Lab 9: Dictionaries, Defining Classes, and Generating Graphs

~~ Staggered Extension ~~

Generating the graphs and creating the web pages are due Tuesday before class.

Table of Contents:

Goals

After the lab, you should be proficient at

  1. using dictionaries to solve problems
  2. creating and testing your own classes from a specification
  3. developing a larger program using a class to solve a problem
  4. using a common third-party library to generate graphs

Objective: Review

Review the slides for today's lab.

Objective: Set Up

Objective: Programming in Python

We'll practice writing several Python programs, each in their own text file. Name the files, as usual.

Your programs will be graded on correctness, style, efficiency, and how well you tested them. Make sure you adhere to the good development and testing practices we discussed in class. Your code should be readable and your output should be useful and well-formatted.

  1. (10) Using a dictionary object, create a program that maps a letter to an example word that starts with that letter. You must have at least three entries in your dictionary. Then, print out the dictionary so that it looks similar to a children's book, and the keys are printed in alphabetical order. Example output looks like:
    Children's Book Favorites:
      
    f is for fiddle
    g is for goose
    z is for zoo
    

    This is meant to be a simple warm up problem to get you using dictionaries. There is no input.

  2. (25) The most common last names for people in the United States are Smith, Johnson, and Williams. (Source: US Census) The most common first names for females over the last 100 years are Mary (by a lot!), Patricia, and Jennifer and for males are James, John, and Robert. (Source: Social Security Agency)

    In this program, you are going to count how many times each name occurs among W & L students.

    1. Your program will read in a text file of names (one name per line), count how many times each name occurs in the text file, and print out the names (in alphabetical order) and the number of times each name occurs. (Note that this problem is simpler than the problem we solved in class because we know that the only information on a line in the file is the name.)
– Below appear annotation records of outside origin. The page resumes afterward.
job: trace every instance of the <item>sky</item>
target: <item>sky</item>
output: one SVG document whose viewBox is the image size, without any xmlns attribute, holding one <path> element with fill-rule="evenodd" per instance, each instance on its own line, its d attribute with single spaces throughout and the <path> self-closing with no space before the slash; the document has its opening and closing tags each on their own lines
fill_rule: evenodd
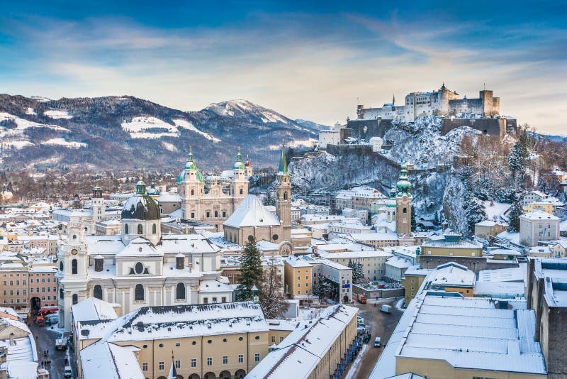
<svg viewBox="0 0 567 379">
<path fill-rule="evenodd" d="M 442 83 L 567 135 L 567 2 L 7 1 L 0 93 L 245 99 L 326 125 Z"/>
</svg>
      There are five data files in the data directory for you to process. File data/test.txt is provided as an easier first file to test. The remaining four files represent W&L undergraduate's last names, first names, female first names, and male first names.

      Execute your code on one file. (Start with data/test.txt. Later, data/lastnames.txt file will be the easiest data file to use to check if your work is correct because the file is in alphabetical order.)

    2. Add (and update as appropriate) the following code to your code to enable some "spot checks" for correctness.

            name = input("What name do you want to check? (hit enter to exit) ")
            while name != "":
                if name in nameToCount:
                    print(name, "occurs", nameToCount[name], "times.")
                else:
                    print(name, "was not in the data.")
      
                name = input("What name do you want to check? (hit enter to exit) ")
          

      Hit enter to exit the while loop.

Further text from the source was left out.